We advise programs use a similar strategy with the following criteria:

  • If a resident scheduled for back-up call is notified prior to the start of the call (for example, 5PM on weekdays, 9AM on weekends) the day of the call that they are not required, the call will not be counted in the calculation of their duty hour maximums nor will it be eligible for a call stipend.
  • If a resident completes back-up call or is activated for home call or in-house call, then it will count in accordance with the provisions of the PARO-CAHO Collective Agreement.

Regardless, as per the PARO-CAHO Collective Agreement, call totals (combined scheduled call and completed back-up call) should not exceed the duty hour maximums.

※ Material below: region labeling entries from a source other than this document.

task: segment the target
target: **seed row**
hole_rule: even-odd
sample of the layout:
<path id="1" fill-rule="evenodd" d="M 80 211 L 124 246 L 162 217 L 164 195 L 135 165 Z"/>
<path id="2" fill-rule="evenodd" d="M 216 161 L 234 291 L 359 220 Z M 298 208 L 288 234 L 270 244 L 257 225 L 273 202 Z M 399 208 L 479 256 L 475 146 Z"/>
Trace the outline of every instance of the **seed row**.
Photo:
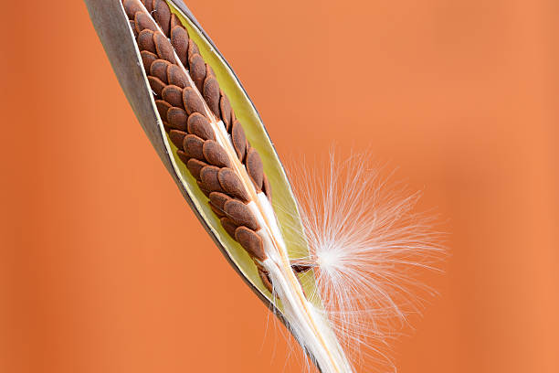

For reference, please see the following relevant articles of the PARO-CAHO Collective Agreement:

We encourage anyone scheduling call to recognize that some residents, such as those with young children who would need to arrange for childcare on short notice, may face additional challenges in being placed on back-up call. PARO encourages programs or services to work to alleviate undue stress for residents who are going above and beyond in these challenging times by employing strategies such as minimizing the need for residents to be on back up call or by offering support or financial reimbursement for those requiring childcare arrangements.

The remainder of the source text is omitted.